2)We will divide the functions of government into two: internal and external. We will suppose the external functions of government to be a net consuming sector of the economy. That is, any society with external functions of government has less wealth to distribute among its members. That every society, or more certainly, almost every reasonably complicated society that we have ever known of, has had these external functions of government, despite the net cost, suggests that at least the leading members of those societies considered those functions necessary.
Suppose now that all the internal functions of government were necessarily a net consuming sector. That is, any society with a government would necessarily have less wealth to distribute among its members than a society without the internal functions of that government. There are two possibilities. The internal functions of government are used and maintained as an instrument for the oppression of the majority of the people by some ruling elite, to that elite’s profit.

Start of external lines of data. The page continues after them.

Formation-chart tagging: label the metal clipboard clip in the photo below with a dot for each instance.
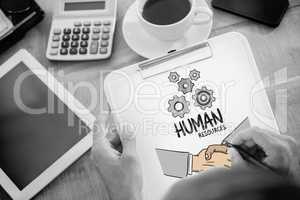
(176, 59)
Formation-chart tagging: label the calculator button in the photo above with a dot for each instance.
(55, 38)
(97, 23)
(106, 30)
(75, 37)
(95, 37)
(87, 23)
(105, 36)
(66, 37)
(63, 51)
(83, 43)
(106, 22)
(77, 24)
(67, 31)
(83, 50)
(73, 51)
(104, 43)
(86, 30)
(57, 31)
(94, 47)
(55, 45)
(96, 30)
(103, 50)
(76, 30)
(85, 37)
(53, 52)
(65, 44)
(74, 44)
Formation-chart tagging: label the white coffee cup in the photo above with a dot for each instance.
(198, 15)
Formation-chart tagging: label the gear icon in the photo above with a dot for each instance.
(178, 106)
(185, 85)
(173, 77)
(194, 75)
(204, 98)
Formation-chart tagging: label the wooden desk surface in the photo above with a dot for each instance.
(274, 50)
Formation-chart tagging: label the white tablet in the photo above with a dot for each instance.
(43, 128)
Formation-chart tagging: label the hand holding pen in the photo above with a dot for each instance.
(278, 153)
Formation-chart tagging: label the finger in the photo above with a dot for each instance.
(209, 152)
(102, 150)
(128, 139)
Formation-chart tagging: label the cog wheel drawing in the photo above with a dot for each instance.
(173, 77)
(204, 98)
(194, 75)
(185, 85)
(178, 106)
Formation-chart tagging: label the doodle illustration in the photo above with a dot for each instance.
(178, 106)
(173, 77)
(185, 85)
(194, 75)
(181, 164)
(203, 98)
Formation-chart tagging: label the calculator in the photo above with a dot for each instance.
(82, 30)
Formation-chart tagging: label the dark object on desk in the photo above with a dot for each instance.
(22, 20)
(269, 12)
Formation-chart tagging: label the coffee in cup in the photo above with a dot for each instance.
(165, 12)
(170, 19)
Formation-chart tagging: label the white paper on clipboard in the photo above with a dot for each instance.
(232, 83)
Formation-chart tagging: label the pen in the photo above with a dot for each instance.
(248, 157)
(253, 155)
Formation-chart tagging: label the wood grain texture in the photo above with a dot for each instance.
(274, 49)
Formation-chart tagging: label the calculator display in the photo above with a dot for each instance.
(90, 5)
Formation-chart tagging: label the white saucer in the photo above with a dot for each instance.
(149, 47)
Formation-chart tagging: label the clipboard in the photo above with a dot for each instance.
(215, 80)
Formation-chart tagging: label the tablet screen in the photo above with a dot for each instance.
(36, 128)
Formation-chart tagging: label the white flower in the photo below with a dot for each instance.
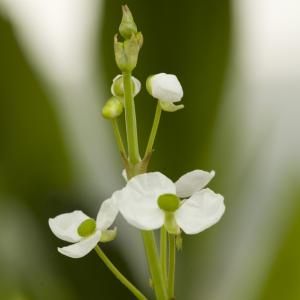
(150, 200)
(165, 87)
(84, 232)
(117, 87)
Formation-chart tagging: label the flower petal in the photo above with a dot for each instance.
(138, 200)
(192, 182)
(65, 226)
(107, 213)
(202, 210)
(166, 87)
(81, 248)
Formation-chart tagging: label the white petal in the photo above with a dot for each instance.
(202, 210)
(83, 247)
(65, 226)
(138, 200)
(166, 87)
(107, 213)
(192, 182)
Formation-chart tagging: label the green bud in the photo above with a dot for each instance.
(178, 242)
(112, 108)
(127, 27)
(170, 223)
(126, 53)
(117, 87)
(87, 227)
(168, 202)
(149, 85)
(108, 235)
(169, 106)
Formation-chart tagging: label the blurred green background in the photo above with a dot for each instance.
(238, 62)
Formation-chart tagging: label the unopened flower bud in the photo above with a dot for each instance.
(112, 108)
(117, 87)
(169, 106)
(127, 26)
(127, 52)
(165, 87)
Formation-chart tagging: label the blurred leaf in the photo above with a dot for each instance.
(33, 156)
(282, 281)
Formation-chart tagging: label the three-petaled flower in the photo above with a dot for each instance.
(150, 201)
(85, 233)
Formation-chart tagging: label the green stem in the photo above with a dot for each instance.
(130, 117)
(163, 252)
(119, 275)
(172, 263)
(134, 159)
(118, 137)
(153, 130)
(154, 265)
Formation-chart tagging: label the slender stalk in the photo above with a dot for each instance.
(154, 265)
(119, 275)
(118, 137)
(153, 130)
(172, 264)
(130, 117)
(163, 252)
(134, 159)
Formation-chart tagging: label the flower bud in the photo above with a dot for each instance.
(127, 27)
(169, 106)
(112, 108)
(87, 227)
(165, 87)
(117, 87)
(127, 52)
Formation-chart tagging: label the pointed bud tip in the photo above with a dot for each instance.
(127, 26)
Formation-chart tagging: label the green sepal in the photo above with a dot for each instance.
(127, 26)
(113, 108)
(169, 106)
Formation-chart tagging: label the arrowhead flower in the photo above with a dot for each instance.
(150, 201)
(83, 232)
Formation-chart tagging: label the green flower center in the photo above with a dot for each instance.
(87, 227)
(168, 202)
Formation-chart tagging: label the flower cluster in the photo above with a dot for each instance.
(148, 201)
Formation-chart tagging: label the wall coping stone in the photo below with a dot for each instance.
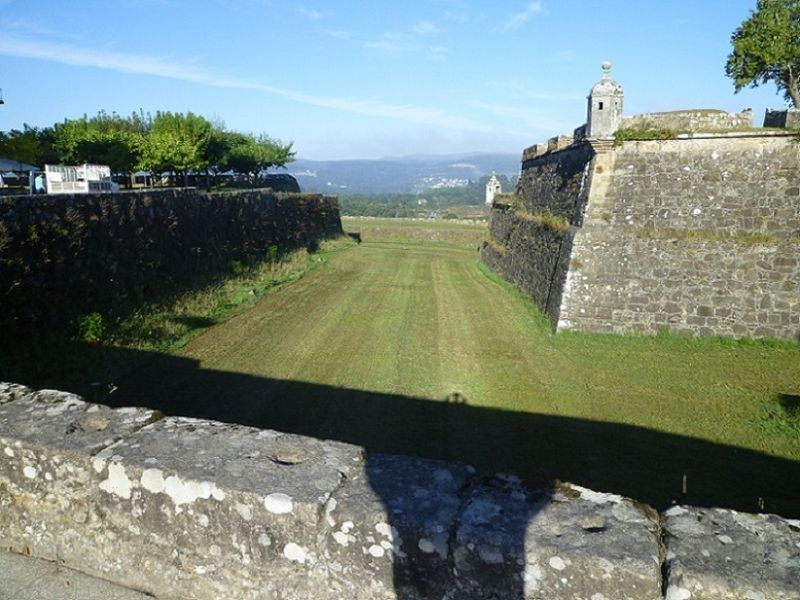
(180, 507)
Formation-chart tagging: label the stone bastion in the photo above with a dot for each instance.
(187, 508)
(696, 235)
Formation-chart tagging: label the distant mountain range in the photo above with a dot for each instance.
(408, 174)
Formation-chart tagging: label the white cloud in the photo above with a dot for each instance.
(314, 15)
(426, 28)
(339, 34)
(196, 73)
(396, 43)
(513, 22)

That is, the benefits of those internal functions to that elite would be greater than the cost, to that elite, of maintaining and operating those functions. Or, it would be preferable to the members of that society to have no internal functions of government, since then they wouldn’t have to pay for any functions. That is, the people would be better off, and presumably choose, the internal functions of the libertarian state. (Except, perhaps, for internal functions to enforce taxation to support the external functions.) However, we have not seen this, or at least have not seen it perpetuated often enough for it to make the record, so we must assume that such an internal libertarian state must be unstable, and evolve as described above. (One possible example, though, might be the Old West. Which raises other issues.)